Numa Copa do Mundo e diante de uma eleição crítica para o destino do Brasil, vivemos de perguntas.
Como Hamlets fazemos a pergunta perene: seremos ou não campeões? Acho curiosa e significativa essa sincronia do calendário futebolístico com o eleitoral. Daquele, temos saído sempre com mais confiança em nós mesmos. Neste, temos nos acertado em termos de princípios, como faz prova a lei dos fichas-limpas, norma crítica para o funcionamento de uma democracia liberal.
Essa conjunção de dois eventos críticos numa mesma temporalidade falaria — pergunto — de uma dificuldade em levar o futebol menos a sério do que as competições eleitorais que são, afinal, um dos pontos críticos das democracias? Não sei.

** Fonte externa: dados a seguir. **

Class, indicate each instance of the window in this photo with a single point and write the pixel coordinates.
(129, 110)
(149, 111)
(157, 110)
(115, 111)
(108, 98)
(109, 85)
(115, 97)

Sei apenas que eu sempre tenho mais perguntas do que respostas. E a mais séria de todas seria a seguinte: qual a origem da pergunta? Um mito reza que, no tempo em que os animais falavam e o mal ainda não havia se instalado no coração dos homens, ninguém perguntava nada. O mundo era tão ordeiro que ele prescindia de perguntas. As receitas estabelecidas pelos deuses davam conta de tudo. Um dia, porém, um sujeito dormiu além da conta e, contrariando as boas maneiras, questionou se era hora do café ou do almoço. A mulher disse almoço, o pai falou em café. Houve debate e dú vida. Rompendo o tabu, alguém falou que a hora não importava, porque era uma convenção. Um grupo entusiasmouse com a descoberta de que tudo era construído. A comunidade partiu-se e o mundo encheu-se de perguntas como a cabeça de uma criança. Tal como naquele famoso conto de Edgar Alan Poe, “O diabo no campanário”, a fratura de uma rotina desenhada em pedra inventou o caos, a divisão e o mundo jamais foi o mesmo. Desde então, o povo vivia períodos em que era proibido perguntar.
Daí o nome, “ditado-duro”, para essas fases nas quais só cabiam respostas e os perguntadores eram presos.
Em contraste com esses momentos sem vozes, havia as etapas nas quais as perguntas suplantavam as respostas.
O mito termina afirmando que esse povo era feliz e infeliz tanto com respostas quanto com perguntas, de modo que conviver com essas duas pontas da razão humana era melhor do que tentar ficar com a missa pela metade.
A vida pode ser resumida em perguntas.
Será que você me dá um copo d’água? Terei sucesso? Posso te dar um beijo? Serei um bom pai? Fiz alguma diferença? Será que, um dia, eu vou mesmo morrer? Quando vou parar de roubar e começar a trabalhar para minha cidade, estado e país? Com essa cara, essa ignorância e essa insegurança, vencerei as próximas eleições? Deus, você me ajuda? Sou mesmo um predestinado a governar e a “salvar” o Brasil, sobretudo de mim mesmo e do meu partido? Por que eu não me deixo levar pela indiferença interessada, tão trivial no realismo social brasileiro que enxerga tudo, menos a sociedade? Afinal, sou mesmo republicano ou apenas um hipócrita disposto a tirar partido do republicanismo? Posso cantar? Sou mesmo um professor ou um pulha que empulha? Será que o sucesso me apodreceu totalmente, como fez com X, Y e Z? Ou, pelo contrário, me fez ver o mundo de um ângulo mais generoso? Onde fica o banheiro? Sou um perdedor; mas de onde vem essa energia que brota lá de dentro do meu ser? Um amigo religioso diz que é a fé da qual tão maravilhosamente falou São Paulo Apóstolo.
Eu acho que vem de Frank Sinatra cantando “I believe”. Como posso estar de pé se minha vida está, como o carnaval, de ponta-cabeça? Dize-me o que perguntas, dir-te-ei quem és! Shakespeare faz um resumo estonteante: “Quando eu me pergunto quem sou eu, sou o que pergunta ou o que não sabe a resposta?” E, no entanto, caro leitor, a maior e a mais arriscada pergunta que podemos fazer e que, de fato, fazemos a todo momento uns aos outros, é a que Cole Porter produz na musica “In the still of the night”, quando indaga: “Do you love me, as I love you? (Você me ama tanto quanto eu te amo?).” Acreditar ou não numa resposta perfeita a essa questão; ter a coragem de fazê-la; viver sem uma resposta, é — eu não tenho a menor dúvida — o que nos torna perfeitamente humanos.